SEOUL (Reuters) – South Korea reported 169 new coronavirus cases on Wednesday, including a U.S. soldier, as health authorities readied an ambitious plan to test more than 200,000 members of a church hit hardest by the country’s outbreak.

Employees from a disinfection service company sanitize the floor of Seoul Railway Station in Seoul, South Korea, February 25, 2020. REUTERS/Kim Hong-Ji

The new cases pushed the total tally to 1,146, with the numbers expected to rise as the government widens its testing.

Of the new cases, 134 were from Daegu city, where a branch of the Shincheonji Church of Jesus, which has been linked to outbreaks, is located, the Korea Centers for Disease Control & Prevention (KCDC) said.

The U.S. military reported its first case of the coronavirus on Wednesday, in a 23-year-old soldier based in Camp Carroll, about 20 km (12.4 miles) from Daegu. The camp is also near a disability centre that has had its own outbreak of the virus.

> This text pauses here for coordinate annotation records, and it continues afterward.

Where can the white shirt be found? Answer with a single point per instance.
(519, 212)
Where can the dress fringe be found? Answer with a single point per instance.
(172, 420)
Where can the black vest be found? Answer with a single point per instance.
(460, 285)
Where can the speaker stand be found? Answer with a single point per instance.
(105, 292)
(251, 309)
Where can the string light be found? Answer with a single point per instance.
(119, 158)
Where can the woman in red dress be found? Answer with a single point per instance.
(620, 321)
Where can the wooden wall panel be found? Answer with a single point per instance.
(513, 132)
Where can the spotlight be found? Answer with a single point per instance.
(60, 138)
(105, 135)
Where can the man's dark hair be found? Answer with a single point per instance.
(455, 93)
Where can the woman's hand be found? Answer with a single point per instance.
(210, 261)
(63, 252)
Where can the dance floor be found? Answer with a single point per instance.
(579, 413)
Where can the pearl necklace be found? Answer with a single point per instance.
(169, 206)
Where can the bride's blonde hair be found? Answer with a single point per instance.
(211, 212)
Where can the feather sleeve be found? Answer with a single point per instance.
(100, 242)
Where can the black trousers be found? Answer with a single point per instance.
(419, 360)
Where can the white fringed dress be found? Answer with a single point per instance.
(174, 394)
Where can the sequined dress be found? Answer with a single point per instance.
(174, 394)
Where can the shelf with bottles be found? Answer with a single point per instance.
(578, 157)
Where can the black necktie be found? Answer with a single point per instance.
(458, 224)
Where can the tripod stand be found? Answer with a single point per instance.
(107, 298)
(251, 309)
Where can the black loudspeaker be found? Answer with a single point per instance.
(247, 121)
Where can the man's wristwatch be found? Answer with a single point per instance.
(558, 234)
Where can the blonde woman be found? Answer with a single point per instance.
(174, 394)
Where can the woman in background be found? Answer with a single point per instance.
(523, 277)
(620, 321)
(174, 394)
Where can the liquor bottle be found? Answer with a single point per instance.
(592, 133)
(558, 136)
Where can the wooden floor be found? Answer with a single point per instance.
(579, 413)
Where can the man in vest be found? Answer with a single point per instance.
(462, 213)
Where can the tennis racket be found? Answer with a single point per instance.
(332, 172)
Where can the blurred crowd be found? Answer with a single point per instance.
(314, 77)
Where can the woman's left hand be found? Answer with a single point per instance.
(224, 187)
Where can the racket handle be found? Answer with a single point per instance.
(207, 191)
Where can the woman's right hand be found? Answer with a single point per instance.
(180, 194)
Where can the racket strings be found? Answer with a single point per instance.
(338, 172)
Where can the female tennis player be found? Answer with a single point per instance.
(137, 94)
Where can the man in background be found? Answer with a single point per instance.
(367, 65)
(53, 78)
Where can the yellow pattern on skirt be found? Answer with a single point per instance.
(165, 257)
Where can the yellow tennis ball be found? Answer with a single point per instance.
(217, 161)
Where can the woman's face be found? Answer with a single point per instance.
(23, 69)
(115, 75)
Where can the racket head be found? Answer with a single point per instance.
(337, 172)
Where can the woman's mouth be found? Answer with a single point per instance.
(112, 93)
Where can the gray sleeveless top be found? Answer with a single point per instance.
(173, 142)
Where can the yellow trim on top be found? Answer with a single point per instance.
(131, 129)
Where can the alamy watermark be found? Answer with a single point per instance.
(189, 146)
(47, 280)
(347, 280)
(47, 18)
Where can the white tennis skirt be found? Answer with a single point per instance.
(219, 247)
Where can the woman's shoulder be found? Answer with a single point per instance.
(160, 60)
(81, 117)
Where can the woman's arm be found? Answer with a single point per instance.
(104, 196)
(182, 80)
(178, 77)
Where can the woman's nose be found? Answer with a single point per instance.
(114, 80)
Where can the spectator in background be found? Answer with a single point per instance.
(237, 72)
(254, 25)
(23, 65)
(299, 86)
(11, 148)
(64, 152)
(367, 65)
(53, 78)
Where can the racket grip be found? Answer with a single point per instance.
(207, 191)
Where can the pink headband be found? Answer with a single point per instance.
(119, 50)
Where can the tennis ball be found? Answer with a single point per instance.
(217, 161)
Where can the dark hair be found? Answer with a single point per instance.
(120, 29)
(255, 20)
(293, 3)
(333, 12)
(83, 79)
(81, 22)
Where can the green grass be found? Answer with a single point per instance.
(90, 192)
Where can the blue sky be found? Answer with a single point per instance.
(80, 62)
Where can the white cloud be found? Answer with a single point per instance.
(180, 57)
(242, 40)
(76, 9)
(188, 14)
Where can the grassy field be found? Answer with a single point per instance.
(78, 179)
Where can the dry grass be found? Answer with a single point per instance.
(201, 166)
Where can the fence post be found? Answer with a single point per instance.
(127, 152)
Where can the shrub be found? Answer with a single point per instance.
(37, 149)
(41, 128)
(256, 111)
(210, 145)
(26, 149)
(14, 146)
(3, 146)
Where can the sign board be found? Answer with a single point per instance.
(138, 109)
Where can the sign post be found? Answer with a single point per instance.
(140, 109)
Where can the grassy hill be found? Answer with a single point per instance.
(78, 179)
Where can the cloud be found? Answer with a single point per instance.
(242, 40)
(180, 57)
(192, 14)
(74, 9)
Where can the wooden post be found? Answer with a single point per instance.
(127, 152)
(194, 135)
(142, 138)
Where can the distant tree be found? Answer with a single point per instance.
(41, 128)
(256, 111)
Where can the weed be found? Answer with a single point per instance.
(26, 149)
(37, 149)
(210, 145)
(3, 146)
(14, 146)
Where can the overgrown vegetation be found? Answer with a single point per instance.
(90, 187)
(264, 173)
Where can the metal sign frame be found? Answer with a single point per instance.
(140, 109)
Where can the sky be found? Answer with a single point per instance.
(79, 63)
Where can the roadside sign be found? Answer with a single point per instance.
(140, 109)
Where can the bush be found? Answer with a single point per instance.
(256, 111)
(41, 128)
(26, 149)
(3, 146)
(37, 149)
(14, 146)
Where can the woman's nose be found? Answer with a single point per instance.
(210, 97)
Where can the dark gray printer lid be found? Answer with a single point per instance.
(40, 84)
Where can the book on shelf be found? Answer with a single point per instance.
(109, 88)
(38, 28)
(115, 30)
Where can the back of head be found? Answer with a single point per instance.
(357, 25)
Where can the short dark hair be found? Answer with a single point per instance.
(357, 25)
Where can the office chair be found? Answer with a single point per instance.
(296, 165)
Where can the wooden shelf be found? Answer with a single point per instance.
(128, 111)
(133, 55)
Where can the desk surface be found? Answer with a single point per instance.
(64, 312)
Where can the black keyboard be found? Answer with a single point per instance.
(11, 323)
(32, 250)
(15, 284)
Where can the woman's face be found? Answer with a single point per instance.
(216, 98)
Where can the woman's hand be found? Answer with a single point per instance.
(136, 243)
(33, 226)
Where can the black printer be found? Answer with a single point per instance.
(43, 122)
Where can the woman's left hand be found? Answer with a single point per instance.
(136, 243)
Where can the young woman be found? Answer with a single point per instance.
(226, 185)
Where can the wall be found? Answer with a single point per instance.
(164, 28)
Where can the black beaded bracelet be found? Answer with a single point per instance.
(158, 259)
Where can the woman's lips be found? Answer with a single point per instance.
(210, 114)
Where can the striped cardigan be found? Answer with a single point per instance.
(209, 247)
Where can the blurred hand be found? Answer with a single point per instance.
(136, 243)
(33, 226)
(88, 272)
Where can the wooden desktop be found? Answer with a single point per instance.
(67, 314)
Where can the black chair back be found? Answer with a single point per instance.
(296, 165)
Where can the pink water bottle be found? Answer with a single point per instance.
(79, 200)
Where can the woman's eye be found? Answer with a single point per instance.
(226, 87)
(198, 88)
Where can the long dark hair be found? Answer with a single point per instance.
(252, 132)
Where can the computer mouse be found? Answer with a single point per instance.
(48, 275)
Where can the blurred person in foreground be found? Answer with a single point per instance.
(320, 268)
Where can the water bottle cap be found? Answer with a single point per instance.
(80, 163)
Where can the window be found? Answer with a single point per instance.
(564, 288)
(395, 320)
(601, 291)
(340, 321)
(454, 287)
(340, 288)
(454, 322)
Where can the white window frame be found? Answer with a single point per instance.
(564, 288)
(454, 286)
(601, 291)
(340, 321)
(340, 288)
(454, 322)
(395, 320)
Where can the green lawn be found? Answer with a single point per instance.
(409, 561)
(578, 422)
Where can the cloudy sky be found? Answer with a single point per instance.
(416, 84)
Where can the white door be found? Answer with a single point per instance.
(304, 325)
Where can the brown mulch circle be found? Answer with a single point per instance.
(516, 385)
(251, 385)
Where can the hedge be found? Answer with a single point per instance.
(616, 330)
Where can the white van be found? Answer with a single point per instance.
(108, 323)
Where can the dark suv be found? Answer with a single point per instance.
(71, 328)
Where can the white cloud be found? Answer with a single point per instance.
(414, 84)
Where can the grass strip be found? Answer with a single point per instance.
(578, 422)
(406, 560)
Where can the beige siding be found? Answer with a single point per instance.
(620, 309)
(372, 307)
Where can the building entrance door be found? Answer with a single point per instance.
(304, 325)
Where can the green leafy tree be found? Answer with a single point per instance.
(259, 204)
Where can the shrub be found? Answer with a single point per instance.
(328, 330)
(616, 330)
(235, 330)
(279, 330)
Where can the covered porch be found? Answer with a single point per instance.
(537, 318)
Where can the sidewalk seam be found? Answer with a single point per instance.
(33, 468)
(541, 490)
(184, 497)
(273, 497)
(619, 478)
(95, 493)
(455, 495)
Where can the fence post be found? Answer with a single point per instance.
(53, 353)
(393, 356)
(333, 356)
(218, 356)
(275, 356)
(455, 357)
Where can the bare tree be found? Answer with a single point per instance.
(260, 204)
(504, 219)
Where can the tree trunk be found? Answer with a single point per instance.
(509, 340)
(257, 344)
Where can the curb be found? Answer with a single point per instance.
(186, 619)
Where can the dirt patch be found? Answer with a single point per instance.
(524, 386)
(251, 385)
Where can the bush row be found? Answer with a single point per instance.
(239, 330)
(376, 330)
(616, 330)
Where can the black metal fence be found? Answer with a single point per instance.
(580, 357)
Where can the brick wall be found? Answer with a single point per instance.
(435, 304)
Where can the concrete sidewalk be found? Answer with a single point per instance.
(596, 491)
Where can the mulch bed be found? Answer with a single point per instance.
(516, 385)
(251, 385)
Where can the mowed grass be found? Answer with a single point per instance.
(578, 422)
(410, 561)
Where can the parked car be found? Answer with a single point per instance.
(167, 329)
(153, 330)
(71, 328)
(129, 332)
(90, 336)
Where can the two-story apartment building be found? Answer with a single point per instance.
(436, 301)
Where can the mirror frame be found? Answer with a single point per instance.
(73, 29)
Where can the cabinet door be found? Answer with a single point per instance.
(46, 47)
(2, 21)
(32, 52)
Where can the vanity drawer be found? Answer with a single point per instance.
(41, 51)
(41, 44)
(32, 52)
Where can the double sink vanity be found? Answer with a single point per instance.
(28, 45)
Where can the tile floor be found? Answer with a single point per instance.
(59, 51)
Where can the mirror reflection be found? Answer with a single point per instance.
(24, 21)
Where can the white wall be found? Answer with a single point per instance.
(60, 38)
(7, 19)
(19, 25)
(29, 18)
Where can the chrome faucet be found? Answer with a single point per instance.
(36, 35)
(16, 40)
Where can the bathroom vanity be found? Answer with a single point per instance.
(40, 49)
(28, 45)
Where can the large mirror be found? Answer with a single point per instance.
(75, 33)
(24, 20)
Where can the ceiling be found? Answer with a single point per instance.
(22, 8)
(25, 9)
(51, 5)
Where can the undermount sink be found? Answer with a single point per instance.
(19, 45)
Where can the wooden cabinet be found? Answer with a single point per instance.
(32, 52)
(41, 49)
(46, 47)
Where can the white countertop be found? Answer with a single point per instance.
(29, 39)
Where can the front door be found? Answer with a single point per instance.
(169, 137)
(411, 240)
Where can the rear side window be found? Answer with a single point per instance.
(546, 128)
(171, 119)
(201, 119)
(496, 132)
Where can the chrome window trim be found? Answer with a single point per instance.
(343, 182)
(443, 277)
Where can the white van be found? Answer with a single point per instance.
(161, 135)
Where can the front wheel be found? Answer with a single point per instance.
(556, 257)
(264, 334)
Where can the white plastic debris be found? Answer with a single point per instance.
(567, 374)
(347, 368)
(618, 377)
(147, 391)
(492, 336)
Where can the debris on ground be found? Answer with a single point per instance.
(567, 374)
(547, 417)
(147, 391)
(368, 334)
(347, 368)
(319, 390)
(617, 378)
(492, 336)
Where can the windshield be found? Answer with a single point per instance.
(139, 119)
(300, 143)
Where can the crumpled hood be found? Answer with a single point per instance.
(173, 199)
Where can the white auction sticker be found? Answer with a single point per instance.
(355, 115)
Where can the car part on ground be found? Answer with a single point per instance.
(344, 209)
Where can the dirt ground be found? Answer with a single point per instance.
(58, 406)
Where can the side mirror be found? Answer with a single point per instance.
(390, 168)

A twelfth death from the virus was reported on Wednesday, according to the Joongang Ilbo newspaper.

Around 80 percent of the country’s cases – including at the disability centre – are linked to the Daegu church, and to a hospital in nearby Cheongdo County, which some members are believed to have visited.

The church said it had agreed to provide the government with contact details for all of its members and people in trainee programmes, on the understanding that the information would not be made public.

“We have obtained a list of 212,000 number of the Shincheonji believers from the church last night,” vice health minister Kim Gang-lip said at a briefing on Wednesday.

“We will pass the list to local governments,” he said. “Local governments will check whether the believers have respiratory or fever related symptoms and visit their homes to test them.”

The coronavirus is believed to have originated in China before spreading to dozens of other countries and territories.